I find there is really just one question that can turn my day around – am I acting from a place of contribution?
I have a tenancy when I am stressed to become selfish – selfish of my time, my desires, my needs. It’s like I am mad at the world, and therefore everyone around me, for not making things easier.
Logically, I know that having more on my plate right now is the next step. It is necessary for my own growth, for my own ability and greatest desire – to be of greater service. But I notice within me a deep resistance, a bratty self awakens within me, screaming and shouting for her comfort and stress-free times.
I think this is particularly hard for me to look at and handle today. Not only am I reminded of the stress and abundant pulls on the President of the United States, as he is inaugurated, but I am overly aware too of Martin Luther King, Jr. , whose presence and life are perhaps one of the greatest examples in American History, of taking on a burden, a deeply rooted history and creating change my being a channel of love.
It is a national day of service, yet the toddler in me is tantruming because she is a bit overwhelmed, because somewhere, she reverted back to the idea that it was all about her.

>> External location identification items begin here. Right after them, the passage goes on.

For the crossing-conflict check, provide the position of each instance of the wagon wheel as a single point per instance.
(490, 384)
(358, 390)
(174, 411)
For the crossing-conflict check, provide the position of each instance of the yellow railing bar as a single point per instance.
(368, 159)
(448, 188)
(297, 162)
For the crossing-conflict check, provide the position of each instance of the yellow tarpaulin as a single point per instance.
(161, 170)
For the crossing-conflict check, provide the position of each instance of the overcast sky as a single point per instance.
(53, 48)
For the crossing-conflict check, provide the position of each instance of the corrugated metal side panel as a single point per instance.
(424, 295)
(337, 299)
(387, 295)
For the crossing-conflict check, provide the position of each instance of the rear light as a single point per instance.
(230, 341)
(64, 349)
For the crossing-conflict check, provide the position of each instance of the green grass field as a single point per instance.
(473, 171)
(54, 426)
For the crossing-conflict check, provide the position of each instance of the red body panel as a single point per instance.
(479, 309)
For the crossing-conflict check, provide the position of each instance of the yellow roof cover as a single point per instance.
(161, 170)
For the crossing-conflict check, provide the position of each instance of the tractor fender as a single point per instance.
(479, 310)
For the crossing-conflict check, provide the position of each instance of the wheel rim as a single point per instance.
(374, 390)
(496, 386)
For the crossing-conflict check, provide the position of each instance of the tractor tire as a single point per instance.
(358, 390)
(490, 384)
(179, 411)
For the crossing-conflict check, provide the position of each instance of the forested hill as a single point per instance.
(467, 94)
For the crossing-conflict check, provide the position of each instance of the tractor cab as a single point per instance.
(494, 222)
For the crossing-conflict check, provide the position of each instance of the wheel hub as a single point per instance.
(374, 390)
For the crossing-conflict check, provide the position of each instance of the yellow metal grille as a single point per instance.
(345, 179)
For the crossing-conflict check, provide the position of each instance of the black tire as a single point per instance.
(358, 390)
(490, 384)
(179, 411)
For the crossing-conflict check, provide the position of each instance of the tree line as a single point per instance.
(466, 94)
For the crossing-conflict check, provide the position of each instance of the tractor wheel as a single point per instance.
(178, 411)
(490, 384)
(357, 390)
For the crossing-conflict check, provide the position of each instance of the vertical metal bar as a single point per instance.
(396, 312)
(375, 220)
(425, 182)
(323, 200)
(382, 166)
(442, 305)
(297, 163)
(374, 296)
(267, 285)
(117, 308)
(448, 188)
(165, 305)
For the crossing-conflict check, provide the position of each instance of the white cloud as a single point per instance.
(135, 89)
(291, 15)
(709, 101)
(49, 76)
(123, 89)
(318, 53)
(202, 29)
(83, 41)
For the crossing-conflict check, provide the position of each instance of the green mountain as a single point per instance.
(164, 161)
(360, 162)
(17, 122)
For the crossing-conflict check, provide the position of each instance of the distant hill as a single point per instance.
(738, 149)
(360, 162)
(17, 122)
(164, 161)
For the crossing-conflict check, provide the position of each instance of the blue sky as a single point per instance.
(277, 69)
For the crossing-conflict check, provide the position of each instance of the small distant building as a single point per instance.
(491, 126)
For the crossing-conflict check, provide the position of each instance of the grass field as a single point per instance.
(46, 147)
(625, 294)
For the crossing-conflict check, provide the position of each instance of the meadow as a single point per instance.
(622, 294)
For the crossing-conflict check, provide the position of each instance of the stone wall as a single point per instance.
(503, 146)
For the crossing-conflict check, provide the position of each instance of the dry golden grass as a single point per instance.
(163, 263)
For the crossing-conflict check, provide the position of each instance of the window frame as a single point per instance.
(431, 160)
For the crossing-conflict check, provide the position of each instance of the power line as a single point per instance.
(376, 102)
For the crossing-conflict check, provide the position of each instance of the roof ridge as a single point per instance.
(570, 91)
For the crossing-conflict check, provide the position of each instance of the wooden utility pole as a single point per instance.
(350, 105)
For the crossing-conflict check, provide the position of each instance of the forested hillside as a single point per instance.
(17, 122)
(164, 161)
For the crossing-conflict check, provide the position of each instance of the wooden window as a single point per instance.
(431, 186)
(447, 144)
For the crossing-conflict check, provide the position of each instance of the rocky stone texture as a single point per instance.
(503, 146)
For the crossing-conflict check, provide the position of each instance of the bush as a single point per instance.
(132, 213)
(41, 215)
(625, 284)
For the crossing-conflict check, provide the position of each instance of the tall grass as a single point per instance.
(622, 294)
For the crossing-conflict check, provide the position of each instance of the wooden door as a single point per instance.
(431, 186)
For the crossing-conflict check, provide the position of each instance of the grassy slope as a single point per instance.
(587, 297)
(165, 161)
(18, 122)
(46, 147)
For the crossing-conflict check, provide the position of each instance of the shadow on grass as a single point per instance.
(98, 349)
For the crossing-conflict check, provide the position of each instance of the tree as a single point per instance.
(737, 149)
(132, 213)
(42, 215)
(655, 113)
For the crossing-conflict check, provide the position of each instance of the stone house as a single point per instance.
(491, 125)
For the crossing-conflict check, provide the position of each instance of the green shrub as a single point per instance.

Martin Luther King Jr. did not have an easy path. He created massive change with effort and massive love. His days were riddled with incarcerations and beatings and fightings, and yet, it was lived on the foundation of such a deep love from faith, that the man kept marching, he kept fighting, until his final breath.
I suppose what I am asking for today is to have that. Is to be so filled up with the confidence, the love, the peace of God that despite the overwhelming task asked of each of us, that I meet it what is being asked of me peacefully, confidently, and joyously, as an act of service to God.
As I have prayed continuously that I be of service, it is quite silly to suddenly be upset when I have things to do. These aren’t just “to-dos”. These aren’t punishments. These are answered prayers. The ideas that come up that you feel inspired to follow. The tasks put on your desk at work. The places you are called to serve. The products that you hope to offer others. These aren’t burdens. These are contributions.
It may be messy at first, like a toddler learning how to walk – but it will get easier. Allow yourself to make mistakes as you venture forward and become involved in more, as you are of greater service to more people. Everyone must learn to walk before they can run. As long as you keep your mind on the path. As long as you remember those who have run before you, who reach back every year to help you remember that life, your life, can be as massively contributive and as faithful as their was, even if you fall down time and time again with your attitude, your spirit, or your will. Those that have come before us will reach down and pick us up and train us yet again.